Further on down the trail I came across a fishing point where, to my amazement, the male equivalent was on display. Over and around the river there must have been a couple of dozen male Demos flying around, some settling on the river bank. Where I promptly sat down again and photographed any which ventured close and settled. I wanted to see some Demos today and I wasn't disappointed! Today was the best display I've ever seen.
It had taken me close on 2 hours to get to the Grebe Hide because of all the stops. Once settled in I took a cursory scan around and spotted at least 10 GCGs, one with a Humbug.

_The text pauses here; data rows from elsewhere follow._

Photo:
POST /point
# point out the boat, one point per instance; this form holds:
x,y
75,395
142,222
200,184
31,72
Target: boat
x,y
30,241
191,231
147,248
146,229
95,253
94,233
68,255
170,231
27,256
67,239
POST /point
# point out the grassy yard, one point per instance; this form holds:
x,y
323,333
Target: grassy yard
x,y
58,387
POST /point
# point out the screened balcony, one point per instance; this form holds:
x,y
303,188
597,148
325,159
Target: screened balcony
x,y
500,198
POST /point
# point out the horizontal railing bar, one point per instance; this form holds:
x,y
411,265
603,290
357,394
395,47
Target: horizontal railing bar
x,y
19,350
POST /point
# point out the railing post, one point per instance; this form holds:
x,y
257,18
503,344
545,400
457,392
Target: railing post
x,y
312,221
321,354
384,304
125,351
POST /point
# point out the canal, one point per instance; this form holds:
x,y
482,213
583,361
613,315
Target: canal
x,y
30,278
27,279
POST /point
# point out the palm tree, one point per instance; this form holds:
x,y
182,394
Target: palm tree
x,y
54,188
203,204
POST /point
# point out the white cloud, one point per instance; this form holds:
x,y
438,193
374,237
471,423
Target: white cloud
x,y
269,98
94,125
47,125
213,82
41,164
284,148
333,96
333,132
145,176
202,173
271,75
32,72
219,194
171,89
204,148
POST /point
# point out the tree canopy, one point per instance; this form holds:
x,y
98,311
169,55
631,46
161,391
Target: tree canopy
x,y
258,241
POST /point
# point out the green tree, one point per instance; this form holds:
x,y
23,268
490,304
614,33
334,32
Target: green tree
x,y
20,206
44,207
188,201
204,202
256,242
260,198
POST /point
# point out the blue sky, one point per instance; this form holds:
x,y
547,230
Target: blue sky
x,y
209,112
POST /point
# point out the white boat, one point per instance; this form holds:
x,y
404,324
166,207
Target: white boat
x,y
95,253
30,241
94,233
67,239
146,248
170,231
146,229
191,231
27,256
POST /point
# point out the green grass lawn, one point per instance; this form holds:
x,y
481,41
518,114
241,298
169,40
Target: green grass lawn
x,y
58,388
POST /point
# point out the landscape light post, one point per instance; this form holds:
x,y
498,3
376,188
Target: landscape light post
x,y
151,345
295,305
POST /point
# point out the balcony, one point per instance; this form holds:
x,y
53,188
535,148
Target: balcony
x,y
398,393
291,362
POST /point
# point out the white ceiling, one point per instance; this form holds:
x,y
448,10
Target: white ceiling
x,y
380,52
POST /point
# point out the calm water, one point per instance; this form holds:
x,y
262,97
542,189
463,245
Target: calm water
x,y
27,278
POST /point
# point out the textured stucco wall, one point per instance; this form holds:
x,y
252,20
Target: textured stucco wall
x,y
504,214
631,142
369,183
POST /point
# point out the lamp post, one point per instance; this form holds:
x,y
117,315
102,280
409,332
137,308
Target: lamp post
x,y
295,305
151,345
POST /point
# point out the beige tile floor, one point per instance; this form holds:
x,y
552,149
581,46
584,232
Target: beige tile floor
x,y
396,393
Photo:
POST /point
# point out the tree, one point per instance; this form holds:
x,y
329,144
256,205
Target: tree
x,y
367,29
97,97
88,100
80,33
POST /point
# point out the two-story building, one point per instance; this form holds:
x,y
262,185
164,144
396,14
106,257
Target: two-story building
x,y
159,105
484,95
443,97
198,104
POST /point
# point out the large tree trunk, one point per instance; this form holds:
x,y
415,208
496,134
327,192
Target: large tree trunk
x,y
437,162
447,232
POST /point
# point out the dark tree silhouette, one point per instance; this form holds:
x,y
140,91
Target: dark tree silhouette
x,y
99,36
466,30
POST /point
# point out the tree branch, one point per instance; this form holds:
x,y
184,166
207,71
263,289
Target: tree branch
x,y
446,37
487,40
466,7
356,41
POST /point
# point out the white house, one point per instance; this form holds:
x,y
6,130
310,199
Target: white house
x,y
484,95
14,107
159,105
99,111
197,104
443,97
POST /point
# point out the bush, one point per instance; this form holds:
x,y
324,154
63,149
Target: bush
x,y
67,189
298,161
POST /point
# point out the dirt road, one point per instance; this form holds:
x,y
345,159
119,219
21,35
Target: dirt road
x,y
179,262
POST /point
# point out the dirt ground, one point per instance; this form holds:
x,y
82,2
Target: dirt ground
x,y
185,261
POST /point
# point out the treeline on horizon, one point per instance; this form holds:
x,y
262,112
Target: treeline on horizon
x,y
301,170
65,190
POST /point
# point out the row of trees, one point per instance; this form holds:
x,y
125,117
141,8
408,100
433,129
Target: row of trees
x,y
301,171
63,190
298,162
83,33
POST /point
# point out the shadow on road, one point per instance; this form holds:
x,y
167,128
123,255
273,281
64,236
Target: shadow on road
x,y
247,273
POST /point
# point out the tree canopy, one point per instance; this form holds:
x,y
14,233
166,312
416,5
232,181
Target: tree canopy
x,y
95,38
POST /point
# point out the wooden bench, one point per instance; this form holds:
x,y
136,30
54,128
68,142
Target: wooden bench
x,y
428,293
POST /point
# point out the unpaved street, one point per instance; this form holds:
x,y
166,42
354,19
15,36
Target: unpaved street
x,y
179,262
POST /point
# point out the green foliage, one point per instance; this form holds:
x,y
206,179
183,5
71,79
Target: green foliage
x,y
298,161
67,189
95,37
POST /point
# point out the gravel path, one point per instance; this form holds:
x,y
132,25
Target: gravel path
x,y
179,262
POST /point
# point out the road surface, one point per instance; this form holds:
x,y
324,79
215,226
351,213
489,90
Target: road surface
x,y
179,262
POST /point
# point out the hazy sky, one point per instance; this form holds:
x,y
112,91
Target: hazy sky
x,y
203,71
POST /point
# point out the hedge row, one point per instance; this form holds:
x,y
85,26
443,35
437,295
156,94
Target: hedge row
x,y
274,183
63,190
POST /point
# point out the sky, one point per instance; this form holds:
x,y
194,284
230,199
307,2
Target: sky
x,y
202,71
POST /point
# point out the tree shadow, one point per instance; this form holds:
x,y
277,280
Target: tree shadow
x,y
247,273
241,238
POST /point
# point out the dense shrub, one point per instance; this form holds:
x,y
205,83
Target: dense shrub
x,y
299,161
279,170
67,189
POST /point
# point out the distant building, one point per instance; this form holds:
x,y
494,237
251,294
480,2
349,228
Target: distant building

And one pair had a nest not far in front of the Hide. Apart from them, out to the left it looked like Coot City; a few Canadas and the usual ducks, again including some Pochards. Then another guy came in and we had a good chat, mainly about the state of play regarding the Hides. Not only was the Bittern Hide closed due to vandalism, this Hide had most of its shutters missing.
Just as he left one of the GCGs swam up in front of the Hide and promptly caught what looked to be a Crayfish. Quite a big looking one, it took a minute or too to swallow it down. That was my cue for lunch. A few more Red-eyed Damsels were fluttering around just in front and I also noticed that, this time, the Cormorant roost was fairly quiet. They must have fledged.
I headed back, stopping off at the same areas as before, seeing much the same things. As the Bittern Hide was closed and the heat was getting to me, I decided to call it a day. And what a day it was!